Although LVT is now closer to (but still very much distant from) cashflow breakeven (FY21 reported an operating loss of $29.5 million versus an operating loss of $31.7m in FY20), by reducing their operating loss YoY, they appear to have sacrificed top-line growth, which has now slowed dramatically. While the gradual improvement in cashburn is definitely a positive in my books, it appears to still have a long way to go before reporting a positive bottom-line profit (NPAT). Moreover, with more modest spending, it seems like the product is not flying off the shelves and for a company like LVT, profitability is only valued by investors if it is accompanied by growth. In other words, the push towards profits has significantly impacted the organic revenue growth rate.

Secondly, there is the issue of market trust with LVT. Having spoken with PNB and some of the LiveTiles team, I'm personally supportive of management and believe that they have the best interests of shareholders at heart (Karl & PNB are of course major shareholders themselves). However, the market as a whole has lost trust with management, particularly Karl. A major reason behind the lost trust was the broken shareholder promise of $100m ARR by July 2021. That video on YouTube spoken by Karl has since been deleted. Trust issues also stem from a misunderstanding of what LiveTiles offer as a company, which has been exacerbated by ongoing rebranding efforts.

So, from here I am watching on the sidelines and would consider re-entering if: a) bottom line profits are achieved (ideally NPAT not the adjusted underlying EBITDA metric), b) ongoing yearly growth in profits is recorded and c) market trust with LiveTiles management is restored. From a valuation perspective, if we assume LiveTiles reaches circa -$10m NPAT for FY22 and +$5m in NPAT for FY23, on a FY23 PE of 20, LiveTiles should be worth around $100m, which is similar to current levels. If LiveTiles achieves bottom-line profitability in FY23 and backs it up with steady profit growth in FY24, we might see a valuation closer to a FY24 PE of 30-40. So, for example, FY24 NPAT of $10m might be met with a valuation of $300-$400m, 36 months from now, if achieved. 

The other valuation scenario that could be considered is a multiple of ARR, but this would only be applicable if LiveTiles once more accelerated their top-line growth (ideally without sacrificing progress in cash burn). If top-line growth resumed to 30%+, an ARR multiple of 5x or more might be appropriate. However, I consider this valuation scenario unlikely given management's stated goal of profitability and their history of being unable to sustain strong top-line growth without excess impact to cashburn.  
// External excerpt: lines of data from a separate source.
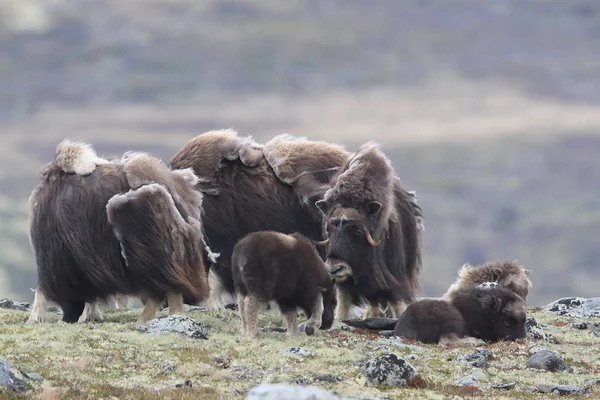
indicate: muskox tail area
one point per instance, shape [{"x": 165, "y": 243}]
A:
[
  {"x": 77, "y": 158},
  {"x": 162, "y": 251}
]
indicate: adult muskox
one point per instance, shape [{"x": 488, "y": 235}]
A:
[
  {"x": 373, "y": 246},
  {"x": 250, "y": 187},
  {"x": 129, "y": 226}
]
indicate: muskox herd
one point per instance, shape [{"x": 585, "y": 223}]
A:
[{"x": 304, "y": 224}]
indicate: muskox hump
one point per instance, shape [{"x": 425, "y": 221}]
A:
[{"x": 155, "y": 242}]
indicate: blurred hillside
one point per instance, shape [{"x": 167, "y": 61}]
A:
[{"x": 489, "y": 110}]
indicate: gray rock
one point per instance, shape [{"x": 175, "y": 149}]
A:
[
  {"x": 547, "y": 360},
  {"x": 14, "y": 305},
  {"x": 298, "y": 351},
  {"x": 388, "y": 370},
  {"x": 286, "y": 392},
  {"x": 503, "y": 385},
  {"x": 174, "y": 324},
  {"x": 327, "y": 378},
  {"x": 477, "y": 359},
  {"x": 536, "y": 331},
  {"x": 575, "y": 307},
  {"x": 561, "y": 389},
  {"x": 15, "y": 380}
]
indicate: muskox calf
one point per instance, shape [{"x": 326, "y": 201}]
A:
[
  {"x": 488, "y": 314},
  {"x": 272, "y": 266},
  {"x": 508, "y": 274}
]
I'm currently sceptical that LiveTiles will achieve the above-mentioned scenario of bottom line profits followed by profitable growth and thus I am going to wait on the sidelines for the moment. The only other scenario in which I might re-enter would be if a deeply low valuation is achieved (<1x ARR), whereby the margin of safety swings in favour of buyers. I hope the situation plays out favourably for them; they do have an incredible list of blue-chip customers.

#Bull Case
stale
Added 4 years ago

LiveTiles core product is providing low code intranet for enterprises.
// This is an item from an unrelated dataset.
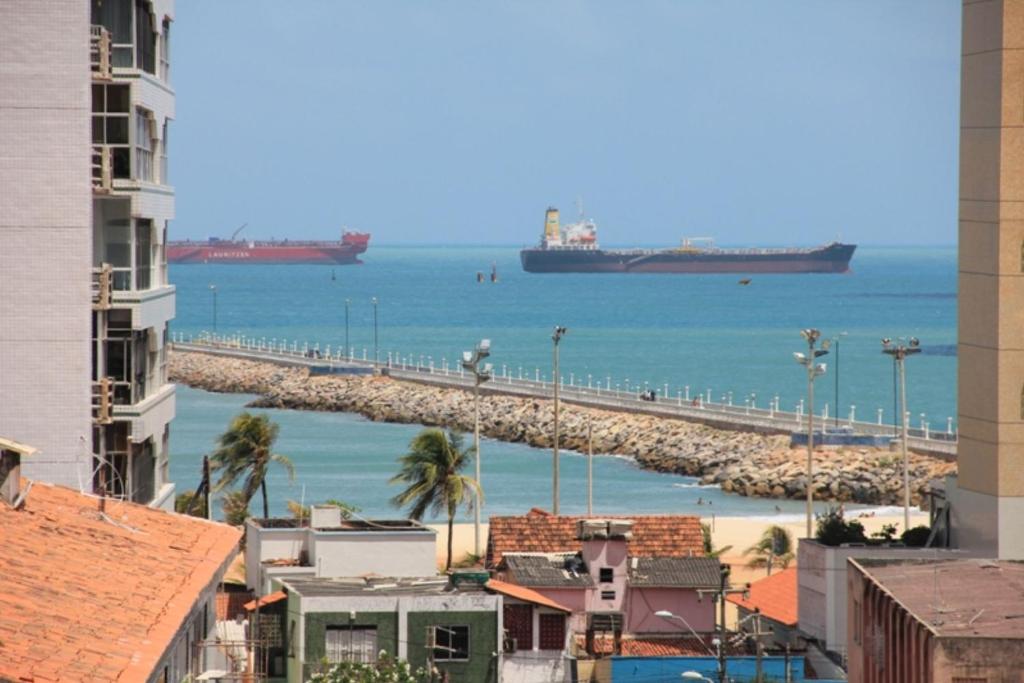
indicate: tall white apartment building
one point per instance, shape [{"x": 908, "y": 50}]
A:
[{"x": 85, "y": 201}]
This company is currently trading as if it is medium growth for an ASX SaaS company (5x ARR) [~$236m market cap at 27.5 cents], whereas in reality, it is one of the fastest-growing SaaS companies on the ASX (100% CAGR) and is thus deserving of a 10x multiple [i.e. ~$500m market cap on ARR of ~$50m].

The company's base case of $100 million ARR by June 2021 would suggest a stock price of approx $1.00 by June 2021 [$860m market cap @ 8.6x ARR].

The downside case, involving a slower growth rate and a forced sale of the company suggests 23 cents by June 2020 [$200m market cap @4x ARR of $50m].

I have bought in at 24.5 cents on the 27th December 2019.